I have pulled up the specs on one of the chips used in ssd drives. This is not the only chip used, but the technology is very similar between these chips, and the functionality is typically the same, but speeds may vary.
NAND Flash Memory
MT29F2G08AABWP/MT29F2G16AABWP
MT29F4G08BABWP/MT29F4G16BABWP
MT29F8G08FABWP
• Endurance: 100,000 PROGRAM/ERASE cycles - this means the typical 2gb block can be written/erased 100,000 times.
• Page size:
x8: 2,112 bytes (2,048 + 64 bytes)
x16: 1,056 words (1,024 + 32 words)
• Block size: 64 pages (128K + 4K bytes)
• Device size: 2Gb: 2,048 blocks; 4Gb: 4,096 blocks;
8Gb: 8,192 blocks
• Read performance:
• Random read: 25μs
• Sequential read: 30ns (3V x8 only)
• Write performance:
• Page program: 300μs (TYP)
• Block erase: 2ms (TYP)
So, for those of you who 'ASSUME' that defragging will not improve performance, pay attention.

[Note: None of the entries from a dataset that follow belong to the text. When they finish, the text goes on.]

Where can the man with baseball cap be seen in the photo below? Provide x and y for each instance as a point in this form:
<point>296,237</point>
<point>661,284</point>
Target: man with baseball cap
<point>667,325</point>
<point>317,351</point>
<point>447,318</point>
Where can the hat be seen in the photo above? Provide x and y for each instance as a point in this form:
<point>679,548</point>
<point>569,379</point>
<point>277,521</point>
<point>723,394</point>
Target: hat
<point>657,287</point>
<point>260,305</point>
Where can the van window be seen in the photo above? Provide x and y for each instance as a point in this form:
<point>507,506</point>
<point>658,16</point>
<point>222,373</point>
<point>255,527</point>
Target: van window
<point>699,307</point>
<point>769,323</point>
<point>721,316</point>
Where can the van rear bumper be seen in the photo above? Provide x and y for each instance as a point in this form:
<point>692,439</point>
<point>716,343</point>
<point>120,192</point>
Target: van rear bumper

a sequential read at the chip level is nearly 1000 times faster than a random read. now most of the reads on these drives will be sequential, because the data is written that way, but the more fragmented the drive is the more often its going to do a random access vs a sequential access.
So, performance WILL be improved if the drive is extremely fragmented.
BUT, since you have a very finite limit on the number of write/erase cycles, I wouldn't defrag a ssd more than one time, or at the very most very very seldom. (like once a year maybe at most)
Based on this information, I have a ssd for my OS, and I have a IDE drive for my data. And I'll be disabling my windows swap file, or moving it to my IDE Drive.